New-home sales reach 3-month high

A construction crew works on the frame of a new house in Trenton, N.J., in April. Sales of new homes rose 2.3 percent in April, the Commerce Department said Thursday.
A construction crew works on the frame of a new house in Trenton, N.J., in April. Sales of new homes rose 2.3 percent in April, the Commerce Department said Thursday.

Builders sold more U.S. new homes than projected in April as cheaper borrowing costs and job gains drew more buyers into the market.

Sales climbed 2.3 percent to a three-month high of 454,000 homes at an annualized pace from a 444,000 rate in March that was faster than first estimated, the Commerce Department said. The data included revisions back to January 2011. The median selling price rose to a record on sales of more expensive properties.

Demand for new and previously owned homes is sustaining progress in residential construction that is poised to keep fueling the economic expansion. Builders such as Pulte Group Inc .,home-improvement retailers like Lowe’s Cos. and lenders are benefiting from higher property values, lower mortgage rates and a pickup in household formation.

“In terms of growth, housing is the strongest part of the economy right now,” Jim O’Sullivan, chief U.S. economist at High Frequency Economics in Valhalla, N.Y., said before the report. “As employment continues to recover, household formation should recover. Right now both trends look positive.”

The median selling price increased 14.9 percent in April from the same month last year to a record $271,600, Thursday’s report showed. The gain reflected increases in sales of homes costing $400,000 or more. Purchases of homes priced less than$300,000 decreased.

Purchases rose in two of four U.S. regions, led by a 10.8 percent jump in the West. Sales in the South rose, while purchases dropped in the Northeast and Midwest.

The supply of homes at the current sales rate held at 4.1 months. There were 156,000 new houses on the market at the end of the month, the most since October 2011.

Sales of new properties, which are tallied when purchase contracts are signed, are considered a more timely measure of the market than sales of previously owned dwellings, which are counted when a sale is final. New home sales accounted for about 7 percent of the residential market in 2012.

Purchases of previously owned homes climbed in April to the highest level in more than three years, to an annual rate of 4.97 million, the National Association of Realtors reported Wednesday. The median price of a property rose 11 percent, to $192,800, from a year earlier. It was the fifth-consecutive month that property values advanced more than 10 percent year over year, the data show.

Demographic shifts are helping fuel growing demand.
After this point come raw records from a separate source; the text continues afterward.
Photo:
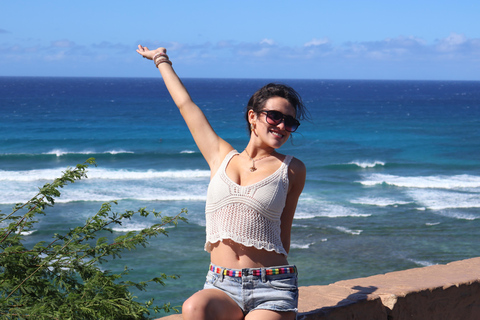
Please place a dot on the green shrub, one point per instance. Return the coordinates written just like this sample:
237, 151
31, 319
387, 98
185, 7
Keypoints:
61, 279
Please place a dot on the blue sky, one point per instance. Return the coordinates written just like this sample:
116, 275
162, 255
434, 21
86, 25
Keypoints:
309, 39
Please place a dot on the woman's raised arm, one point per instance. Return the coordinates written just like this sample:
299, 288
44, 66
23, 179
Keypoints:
212, 147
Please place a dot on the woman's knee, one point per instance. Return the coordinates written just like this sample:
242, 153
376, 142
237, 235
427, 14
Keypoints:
210, 304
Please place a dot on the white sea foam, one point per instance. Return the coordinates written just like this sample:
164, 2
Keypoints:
367, 164
422, 263
444, 199
349, 231
300, 245
463, 181
104, 174
62, 152
378, 201
108, 185
309, 208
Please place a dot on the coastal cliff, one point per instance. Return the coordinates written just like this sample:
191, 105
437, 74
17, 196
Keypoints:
450, 291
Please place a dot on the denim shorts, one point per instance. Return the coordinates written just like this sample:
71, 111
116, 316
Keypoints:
277, 292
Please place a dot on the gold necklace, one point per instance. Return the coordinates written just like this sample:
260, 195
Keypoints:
253, 168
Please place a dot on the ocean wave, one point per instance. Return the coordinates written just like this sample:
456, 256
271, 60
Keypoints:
309, 208
438, 182
348, 231
367, 164
380, 202
102, 174
442, 200
422, 263
294, 245
60, 152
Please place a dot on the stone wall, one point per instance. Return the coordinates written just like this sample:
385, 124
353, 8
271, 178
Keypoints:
447, 292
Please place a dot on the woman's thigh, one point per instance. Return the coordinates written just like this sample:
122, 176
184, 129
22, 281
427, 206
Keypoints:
211, 304
270, 315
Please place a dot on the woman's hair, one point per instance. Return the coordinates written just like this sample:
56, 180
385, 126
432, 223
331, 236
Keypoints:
259, 98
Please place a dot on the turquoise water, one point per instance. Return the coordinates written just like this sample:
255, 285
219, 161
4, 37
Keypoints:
393, 168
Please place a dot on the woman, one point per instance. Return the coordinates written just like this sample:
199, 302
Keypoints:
251, 202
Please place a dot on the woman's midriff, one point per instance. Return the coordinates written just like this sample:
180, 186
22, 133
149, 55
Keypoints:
232, 255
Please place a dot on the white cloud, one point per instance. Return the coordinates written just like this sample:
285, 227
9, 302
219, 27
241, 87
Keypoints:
317, 42
63, 44
270, 42
452, 42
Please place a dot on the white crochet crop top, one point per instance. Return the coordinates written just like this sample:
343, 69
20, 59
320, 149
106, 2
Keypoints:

More young people are forming households and retirees are moving into new homes, according to Robert O’Shaughnessy, chief financial officer at Bloomfield Hills, Mich.-based Pulte Group, the largest U.S. home builder by revenue.
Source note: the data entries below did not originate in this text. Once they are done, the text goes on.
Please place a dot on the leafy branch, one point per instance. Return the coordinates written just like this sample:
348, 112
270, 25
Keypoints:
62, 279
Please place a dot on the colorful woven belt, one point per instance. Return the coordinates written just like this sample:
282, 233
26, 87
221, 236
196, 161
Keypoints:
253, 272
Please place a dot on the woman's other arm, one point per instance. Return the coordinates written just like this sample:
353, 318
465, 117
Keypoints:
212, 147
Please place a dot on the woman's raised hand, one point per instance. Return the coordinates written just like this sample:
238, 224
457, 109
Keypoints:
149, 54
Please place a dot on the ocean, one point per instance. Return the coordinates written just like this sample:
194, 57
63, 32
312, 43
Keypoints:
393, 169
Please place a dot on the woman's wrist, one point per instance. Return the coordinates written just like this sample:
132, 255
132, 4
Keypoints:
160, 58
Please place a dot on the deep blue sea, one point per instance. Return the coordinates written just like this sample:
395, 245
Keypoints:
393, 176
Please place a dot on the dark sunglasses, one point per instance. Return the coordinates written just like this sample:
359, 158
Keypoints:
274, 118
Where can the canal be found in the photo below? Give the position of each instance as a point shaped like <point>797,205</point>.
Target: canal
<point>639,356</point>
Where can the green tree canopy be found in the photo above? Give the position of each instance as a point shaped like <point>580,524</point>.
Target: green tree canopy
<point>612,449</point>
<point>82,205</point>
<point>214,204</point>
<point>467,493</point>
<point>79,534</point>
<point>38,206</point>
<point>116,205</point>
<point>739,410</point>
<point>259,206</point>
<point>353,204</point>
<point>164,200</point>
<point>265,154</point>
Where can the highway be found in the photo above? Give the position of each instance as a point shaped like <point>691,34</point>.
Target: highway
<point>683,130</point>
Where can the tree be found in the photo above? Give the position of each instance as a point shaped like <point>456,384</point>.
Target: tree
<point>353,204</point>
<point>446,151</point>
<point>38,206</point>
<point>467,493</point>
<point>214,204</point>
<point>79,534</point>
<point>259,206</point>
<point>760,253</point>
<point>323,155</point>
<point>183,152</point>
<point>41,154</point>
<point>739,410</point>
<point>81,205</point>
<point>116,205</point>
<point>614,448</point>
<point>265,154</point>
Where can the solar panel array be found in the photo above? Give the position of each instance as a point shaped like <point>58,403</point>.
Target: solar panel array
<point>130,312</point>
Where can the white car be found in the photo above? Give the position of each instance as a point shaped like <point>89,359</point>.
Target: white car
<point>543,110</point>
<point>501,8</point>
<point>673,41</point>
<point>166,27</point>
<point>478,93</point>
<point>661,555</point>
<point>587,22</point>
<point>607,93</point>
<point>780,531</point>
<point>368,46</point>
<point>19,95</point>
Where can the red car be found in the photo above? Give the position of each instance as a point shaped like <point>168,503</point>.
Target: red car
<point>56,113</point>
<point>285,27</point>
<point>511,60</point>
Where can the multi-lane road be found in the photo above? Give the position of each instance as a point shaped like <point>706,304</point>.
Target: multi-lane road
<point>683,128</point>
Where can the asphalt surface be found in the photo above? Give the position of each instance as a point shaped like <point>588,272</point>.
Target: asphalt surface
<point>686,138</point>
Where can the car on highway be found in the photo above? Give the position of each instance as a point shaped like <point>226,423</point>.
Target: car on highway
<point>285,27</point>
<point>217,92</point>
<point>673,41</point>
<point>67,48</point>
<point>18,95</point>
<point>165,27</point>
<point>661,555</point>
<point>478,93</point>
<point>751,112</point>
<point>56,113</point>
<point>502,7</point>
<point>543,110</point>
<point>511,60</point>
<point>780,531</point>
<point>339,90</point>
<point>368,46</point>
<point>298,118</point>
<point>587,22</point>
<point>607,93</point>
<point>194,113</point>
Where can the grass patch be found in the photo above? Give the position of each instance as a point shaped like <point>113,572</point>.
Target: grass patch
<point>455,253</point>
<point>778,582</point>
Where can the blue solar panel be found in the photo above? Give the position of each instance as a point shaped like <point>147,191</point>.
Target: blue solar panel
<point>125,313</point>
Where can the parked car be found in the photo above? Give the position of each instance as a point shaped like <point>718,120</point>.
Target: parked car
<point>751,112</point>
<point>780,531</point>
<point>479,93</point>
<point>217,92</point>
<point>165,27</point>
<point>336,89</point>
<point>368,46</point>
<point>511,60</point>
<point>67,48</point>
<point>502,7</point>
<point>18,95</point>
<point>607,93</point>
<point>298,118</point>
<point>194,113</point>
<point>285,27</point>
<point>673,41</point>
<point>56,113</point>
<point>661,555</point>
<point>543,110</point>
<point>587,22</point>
“There is a limited number of units on the ground,” O’Shaughnessy said at a conference Tuesday. “In many markets you’ve got below three months’ supply of actual housing available for sale. So when folks are actually out shopping, new becomes an even better alternative, being it’s one of the only things around.”

Confidence among home builders improved in May as prospective buyer traffic picked up along with sales, a report showed last week. The National Association of Home Builders/Wells Fargo index of builder confidence rose to 44 from a revised 41 in April, the Washington-based group said.

Further progress in housing may be gradual as as Americans begin to feel the effects of higher taxes that took effect in January at the same time government budget cuts take hold, Lowe’s Chairman and Chief Executive Office Robert Niblock said.

“The housing market continues to show convincing signs of life,” Niblock said on a Wednesday earnings call. “However, growth in other key indicators, particularly employment, slowed in the first quarter. We expect growth to remain modest through midyear as consumers adjust to higher taxes and the fiscal drag intensifies.”